When you’re looking for a new or used car, one of the most important factors to consider is the interest rate on your car loan. The lower the interest rate, the less money you’ll have to pay back in total over the life of your loan. So how can you get the best car loan interest rate?
There are several things you can do:
Shop around for the best rates
Compare interest rates from different lenders to find the best deal. You can easily do this online by visiting the websites of different banks and credit unions, or by using a comparison website like Driva car finance to see all of your best options in one place.
Look at comparison rates
Be sure to compare not only the Annual Percentage Rate (APR), but the comparison rate as well. Comparison rates include the interest rate plus any other fees charged by the lender, such as origination fees or points. This is unlike the APR, which doesn’t include any fees or charges, so can therefore be quite misleading.

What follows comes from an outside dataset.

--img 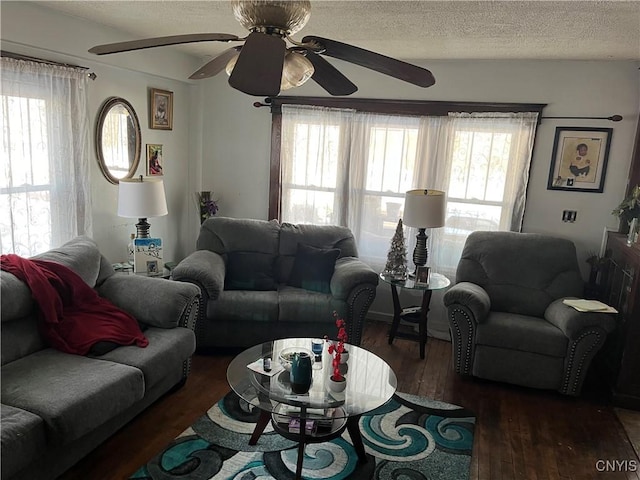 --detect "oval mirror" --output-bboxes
[95,97,141,184]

Get pre-approved for a loan
Before you start shopping for a car, get pre-approved for a loan from a lender. This will give you an idea of how much money you can borrow and what interest rate you can expect to pay. It’s important to note that getting pre-approved is not the same as getting approved for a loan. You’ll still need to go through the approval process with the lender once you’ve found a car. But
Build a good credit history
A high credit score will help you get a lower interest rate on your loan. So if you don’t have a good credit history, now is the time to start working on building it up. You can do this by making all of your loan and credit card payments on time, and keeping your balances low.
It’s also important to check your credit history for any errors, and if there are errors, dispute them. You can get a free copy of your credit history from each of the three major credit reporting agencies once a year.
Consider a shorter loan term
One way to get a lower interest rate is to choose a shorter loan term. This means you’ll have to make higher monthly payments, but you’ll pay less interest overall. Although a longer loan term can be tempting because of the lower monthly payments, it will cost more in the long run.
Use a car loan calculator
If you’re not sure how much your monthly payments will be, or what interest rate you should expect to pay, use a car loan calculator. This will help you figure out what your interest rate and monthly repayments might look like, based on the year of your car, your credit score and how long you want the loan to be.
Now that you know how to get the best car loan interest rate, it’s time to start shopping around! There are several things you can do to get the best car loan interest rate, and following these tips will help you get started. So take some time to compare interest rates and find the lender that offers the best deal for you.